In lockdown, patrons will be separated from their companions and will begin the haunt physically restrained, plunged into complete darkness. And with the waiver, actors are provided freedom for physical interaction.
However, for those who are overwhelmed, there will be a safety word in place.
“This is for the person who says, ‘Haunted houses aren’t scary, they’re not enough,‘ ” Rairden says with a smirk. “We are pushing the barrier. We are going to the extreme. Everything we can think of and imagine, the things you can’t do in a haunted house, we’re doing.”
Why they haunt
Chelsea Haugh arrives at Circle of Ash by 5 p.m.; she applies makeup and costumes to her fellow actors for the next four hours and then spends the rest of the night haunting the halls.
The 22-year-old doesn’t pocket a single dime for her work, but she says she wouldn’t trade it for anything.

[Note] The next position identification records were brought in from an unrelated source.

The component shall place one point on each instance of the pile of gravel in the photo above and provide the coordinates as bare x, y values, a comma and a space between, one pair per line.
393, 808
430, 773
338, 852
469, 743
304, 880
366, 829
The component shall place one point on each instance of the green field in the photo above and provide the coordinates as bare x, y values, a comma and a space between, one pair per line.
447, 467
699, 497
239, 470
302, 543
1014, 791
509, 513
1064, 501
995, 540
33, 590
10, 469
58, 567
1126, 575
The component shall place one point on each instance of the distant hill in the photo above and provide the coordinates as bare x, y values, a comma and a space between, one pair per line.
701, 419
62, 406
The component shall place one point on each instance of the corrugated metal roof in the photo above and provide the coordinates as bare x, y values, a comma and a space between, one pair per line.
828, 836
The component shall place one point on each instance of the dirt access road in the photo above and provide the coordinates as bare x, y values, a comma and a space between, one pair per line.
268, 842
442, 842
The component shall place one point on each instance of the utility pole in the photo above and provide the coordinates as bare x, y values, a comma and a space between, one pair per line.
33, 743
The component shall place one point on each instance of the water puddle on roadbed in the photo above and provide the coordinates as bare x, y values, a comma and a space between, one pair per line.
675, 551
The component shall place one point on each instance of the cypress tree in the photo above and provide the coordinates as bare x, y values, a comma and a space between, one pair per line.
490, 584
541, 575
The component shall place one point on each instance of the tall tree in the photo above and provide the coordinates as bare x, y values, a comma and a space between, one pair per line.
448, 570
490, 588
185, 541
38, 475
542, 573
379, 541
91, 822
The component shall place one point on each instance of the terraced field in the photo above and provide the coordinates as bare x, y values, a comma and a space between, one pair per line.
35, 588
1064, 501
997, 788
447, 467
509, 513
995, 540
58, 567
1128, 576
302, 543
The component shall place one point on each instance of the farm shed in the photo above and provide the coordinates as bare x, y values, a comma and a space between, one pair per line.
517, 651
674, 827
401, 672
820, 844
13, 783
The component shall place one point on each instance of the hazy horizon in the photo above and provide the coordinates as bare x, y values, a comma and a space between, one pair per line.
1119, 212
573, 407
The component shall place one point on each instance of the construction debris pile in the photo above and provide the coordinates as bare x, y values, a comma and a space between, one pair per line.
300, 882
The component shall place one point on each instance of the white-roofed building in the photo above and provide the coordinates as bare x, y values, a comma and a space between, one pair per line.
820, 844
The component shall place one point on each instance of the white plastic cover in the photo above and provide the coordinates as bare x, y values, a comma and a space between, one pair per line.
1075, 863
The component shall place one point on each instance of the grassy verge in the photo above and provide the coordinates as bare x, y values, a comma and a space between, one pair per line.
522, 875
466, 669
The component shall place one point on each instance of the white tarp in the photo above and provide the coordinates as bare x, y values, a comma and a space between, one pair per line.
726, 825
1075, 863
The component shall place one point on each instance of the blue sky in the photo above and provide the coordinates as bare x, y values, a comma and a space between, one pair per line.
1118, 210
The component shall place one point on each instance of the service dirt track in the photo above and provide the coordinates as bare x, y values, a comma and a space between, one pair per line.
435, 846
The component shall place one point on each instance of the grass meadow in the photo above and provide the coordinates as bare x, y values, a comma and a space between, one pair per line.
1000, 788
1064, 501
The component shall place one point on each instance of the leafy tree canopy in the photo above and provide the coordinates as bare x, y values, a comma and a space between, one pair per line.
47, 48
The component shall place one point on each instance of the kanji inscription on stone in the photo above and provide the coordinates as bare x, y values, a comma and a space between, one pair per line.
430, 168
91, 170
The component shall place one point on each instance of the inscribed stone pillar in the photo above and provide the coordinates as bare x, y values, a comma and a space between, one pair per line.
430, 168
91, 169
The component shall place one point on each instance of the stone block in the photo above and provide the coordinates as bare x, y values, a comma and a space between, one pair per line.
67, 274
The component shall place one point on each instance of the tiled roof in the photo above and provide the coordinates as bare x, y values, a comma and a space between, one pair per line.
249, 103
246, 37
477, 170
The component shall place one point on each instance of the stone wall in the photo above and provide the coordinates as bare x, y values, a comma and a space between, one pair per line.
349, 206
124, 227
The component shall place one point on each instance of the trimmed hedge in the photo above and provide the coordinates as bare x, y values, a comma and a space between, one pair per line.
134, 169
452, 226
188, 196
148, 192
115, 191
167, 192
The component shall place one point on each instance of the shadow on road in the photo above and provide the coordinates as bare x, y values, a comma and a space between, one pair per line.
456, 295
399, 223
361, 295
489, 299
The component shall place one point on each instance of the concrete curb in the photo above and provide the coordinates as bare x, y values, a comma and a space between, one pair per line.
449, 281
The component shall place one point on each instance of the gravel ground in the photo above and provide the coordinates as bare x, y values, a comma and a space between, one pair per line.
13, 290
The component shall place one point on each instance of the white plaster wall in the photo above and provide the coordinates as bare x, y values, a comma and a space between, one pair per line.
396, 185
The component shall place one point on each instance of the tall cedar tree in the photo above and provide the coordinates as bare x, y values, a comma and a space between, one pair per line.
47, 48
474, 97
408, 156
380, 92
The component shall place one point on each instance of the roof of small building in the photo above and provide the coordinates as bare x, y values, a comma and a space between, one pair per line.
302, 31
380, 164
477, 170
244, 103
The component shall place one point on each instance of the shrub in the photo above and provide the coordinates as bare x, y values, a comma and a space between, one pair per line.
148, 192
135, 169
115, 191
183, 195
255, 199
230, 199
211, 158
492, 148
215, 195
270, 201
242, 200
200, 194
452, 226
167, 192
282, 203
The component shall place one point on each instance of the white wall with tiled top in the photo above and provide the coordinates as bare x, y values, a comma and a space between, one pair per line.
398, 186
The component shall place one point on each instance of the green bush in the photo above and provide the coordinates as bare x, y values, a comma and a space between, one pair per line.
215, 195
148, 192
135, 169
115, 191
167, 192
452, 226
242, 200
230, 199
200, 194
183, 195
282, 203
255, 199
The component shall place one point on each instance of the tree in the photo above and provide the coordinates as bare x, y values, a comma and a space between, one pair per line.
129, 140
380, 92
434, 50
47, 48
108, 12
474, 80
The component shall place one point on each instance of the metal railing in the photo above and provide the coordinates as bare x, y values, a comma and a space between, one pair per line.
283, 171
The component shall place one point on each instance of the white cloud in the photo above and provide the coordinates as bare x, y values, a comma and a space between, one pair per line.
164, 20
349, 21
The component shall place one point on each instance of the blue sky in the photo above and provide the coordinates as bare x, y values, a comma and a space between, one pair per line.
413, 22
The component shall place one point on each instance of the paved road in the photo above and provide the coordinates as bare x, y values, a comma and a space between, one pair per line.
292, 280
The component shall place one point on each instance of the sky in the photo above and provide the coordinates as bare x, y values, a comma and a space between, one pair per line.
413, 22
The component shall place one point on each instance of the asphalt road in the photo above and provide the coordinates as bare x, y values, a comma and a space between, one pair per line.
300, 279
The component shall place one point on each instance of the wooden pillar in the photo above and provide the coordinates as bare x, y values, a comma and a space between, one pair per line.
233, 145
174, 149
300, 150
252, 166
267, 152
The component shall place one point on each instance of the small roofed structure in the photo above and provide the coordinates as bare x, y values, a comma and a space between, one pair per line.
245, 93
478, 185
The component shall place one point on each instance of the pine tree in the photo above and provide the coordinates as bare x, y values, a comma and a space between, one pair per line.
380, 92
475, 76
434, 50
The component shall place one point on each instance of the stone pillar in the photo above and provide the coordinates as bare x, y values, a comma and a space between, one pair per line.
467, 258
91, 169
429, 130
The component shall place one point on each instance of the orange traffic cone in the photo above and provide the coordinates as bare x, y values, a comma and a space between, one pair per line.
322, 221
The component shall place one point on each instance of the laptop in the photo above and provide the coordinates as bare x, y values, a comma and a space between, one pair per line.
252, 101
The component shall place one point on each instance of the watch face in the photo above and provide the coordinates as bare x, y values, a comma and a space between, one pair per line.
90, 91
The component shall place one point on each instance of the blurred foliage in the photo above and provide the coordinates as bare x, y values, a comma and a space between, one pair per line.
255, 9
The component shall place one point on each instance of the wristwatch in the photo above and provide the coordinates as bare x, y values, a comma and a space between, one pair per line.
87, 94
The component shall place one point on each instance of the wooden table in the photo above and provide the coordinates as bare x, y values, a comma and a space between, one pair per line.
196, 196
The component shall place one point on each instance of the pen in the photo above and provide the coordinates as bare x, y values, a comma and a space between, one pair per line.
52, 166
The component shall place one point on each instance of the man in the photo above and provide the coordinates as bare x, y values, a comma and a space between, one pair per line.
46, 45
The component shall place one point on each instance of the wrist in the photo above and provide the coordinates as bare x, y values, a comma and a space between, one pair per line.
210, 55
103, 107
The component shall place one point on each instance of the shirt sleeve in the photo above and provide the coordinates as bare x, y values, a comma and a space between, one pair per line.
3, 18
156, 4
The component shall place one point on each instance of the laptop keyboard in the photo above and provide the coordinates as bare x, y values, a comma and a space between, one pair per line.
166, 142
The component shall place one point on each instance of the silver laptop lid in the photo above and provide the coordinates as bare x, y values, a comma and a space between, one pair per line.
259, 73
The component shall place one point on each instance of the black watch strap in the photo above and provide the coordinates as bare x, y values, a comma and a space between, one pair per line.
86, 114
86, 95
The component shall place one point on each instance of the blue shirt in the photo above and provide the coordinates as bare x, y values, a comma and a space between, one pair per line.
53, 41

“We reinvest all of our profits every year,” she says. “Nobody sees a penny for doing this. This is just our passions and hobbies. We love to do it, you get addicted to it.”
For others like Fuller, the addiction has not only provided him a creative outlet, but he says it has improved his confidence and ability to speak in public.
“Stage fright goes away when you can be somebody else,” Fuller says of Bubbles. “And this is about as somebody else as I can get.”
But once the night of a haunt has arrived and the fake blood begins to flow, each actor said they haunt for one reason: To scare.
“My adrenaline, it’s off the wall,” Peterson says. “We wait all year for this, we are all Halloween people. We get excited in July for Halloween. We’re ready to go.”